How do I interpret the analysis "Details"?
The "Details" section gives you the analysis of the computer. The essential information it gives you are the best variations it has found (a variation is a possible continuation of the game), the score of each variation, and the "depth" of the analysis it has been able to do for each variation.
The computer displays up to 4 of the best variations it has found for the side to move, one per line.
You can swipe the analysis to the left or right to see more than fits on the screen.
Let's say it's white to play, and we look at the details.
Here is what we could see on an iPad:
#1: d4 (+0.70 Depth 9)
d4 d5 Bb5+
#2: d3 (+0.38 Depth 9)
d3 Bg7 d4
#3: O-O (+0.36 Depth 9)
O-O e5 Ng5
#4: Ng5 (+0.28 Depth 9)
Ng5 d5 Bb5+
...and on an iPhone or iPod touch:
D9 +0.70 d4 d5 Bb5+
D9 +0.38 d3 Bg7 d4
D9 +0.36 O-O e5 Ng5
D9 +0.28 Ng5 d5 Bb5+
The first variation is always the best in the computer's opinion, but you should really keep in mind that all the variations shown are excellent. Inferior variations are simply not displayed at all, and so sometimes you will see less than 4 variations: if there are only 2 excellent moves for example, only these two will be shown. Please don't obsess over the order of the moves, because playing any of them will probably lead you to the victory anyway.
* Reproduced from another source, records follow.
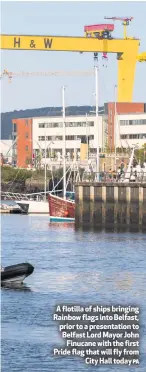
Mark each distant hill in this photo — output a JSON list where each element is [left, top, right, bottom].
[[1, 105, 104, 139]]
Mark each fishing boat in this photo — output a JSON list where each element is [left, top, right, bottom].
[[0, 202, 27, 214], [1, 192, 49, 214], [1, 262, 34, 285], [16, 197, 48, 214], [48, 86, 75, 222], [48, 193, 75, 221]]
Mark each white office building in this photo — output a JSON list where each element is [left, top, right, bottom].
[[32, 115, 106, 161], [116, 113, 146, 148]]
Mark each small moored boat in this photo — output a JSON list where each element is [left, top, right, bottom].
[[1, 263, 34, 285]]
Every variation starts with what the computer considers as an excellent move for the side to move. You take the first move of every line (variation) and these are the moves the computer suggests to play in this position. For the example above, it means that the best moves are:
d4 (it means pawn to the d4 square)
d3 (pawn to the d3 square)
O-O (short castle, a special move)
Ng5 (Knight to the g5 square)
After the variation's first move, you find the most probable continuation. For example in the first variation the computer thinks that after white has played pawn to d4, black will play d5 (pawn to d5) and white will then play Bb5+ (Bishop to b5, the plus sign reminding you that this move gives check).
For each variation, the score that is displayed represents how well the white side is doing if it plays this line. By default, all scores are from white's point of view, which is now standard in chess. You can change this in the Settings page.
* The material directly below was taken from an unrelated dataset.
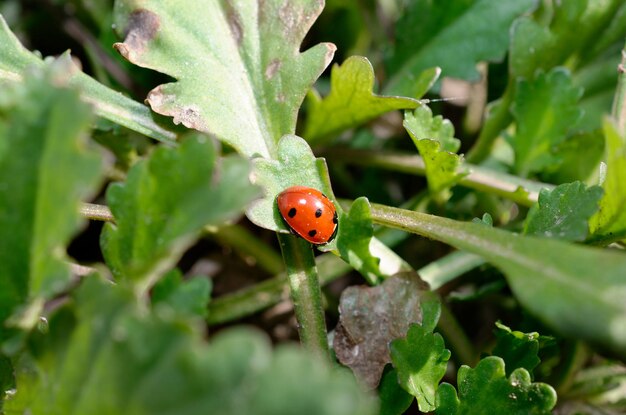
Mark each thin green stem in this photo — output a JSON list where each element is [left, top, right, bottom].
[[420, 251, 485, 290], [277, 233, 330, 361], [330, 149, 553, 206], [611, 43, 626, 136], [465, 80, 515, 163], [437, 301, 478, 366]]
A score near 0.00 means that white has no advantage over black.
A score around +1.00 means that white is approximately one pawn better than black. White may have a real advantage of exactly one pawn, or this advantage can come from a superior position with exactly the same material on both sides.
If the score is around -1.00, then white is behind by approximately one pawn or has positional weaknesses equivalent to being one pawn behind.
For higher or lower scores, the following standard scoring system is used:
Pawn = 1.00
Knight = 3.00
Bishop = 3.00
Rook = 5.00
Queen = 9.00
So a score of +2.00 could either mean that white has an advantage of 2 pawns, or 1 pawn and a much better position, or has traded a knight against a rook. Or any other combination...
Generally in grandmaster games an advantage of 2.00 or more is considered decisive. For amateur games, it must be more than that to say that the game is practically over.
A special case happens when the app has seen that one side could checkmate. In this case, the score will be represented as "+Mn" or "-Mn". For example, "+M2" means that white will mate in 2 moves, and "-M1" means that white will be checkmated on the next move.
The "Dx" or "Depth x" part represents the depth of the computation the app has done to find the best moves and the associated scores. It is the number of moves by every side (sometimes called the number of "half moves"). A depth of 2 means that the app has been able to compute every move by the side to move followed by every move of its opponent (that is, one move for each opponent).
A small depth like 4 or 5 is generally not enough to play well. Depths starting at 6 and above give good assessments of the position and of the best moves. A depth of 6 means that the computer has been able to compute all possible continuations on 3 full moves (3 moves by each side).
As you can guess, the higher the depth, the better the analysis.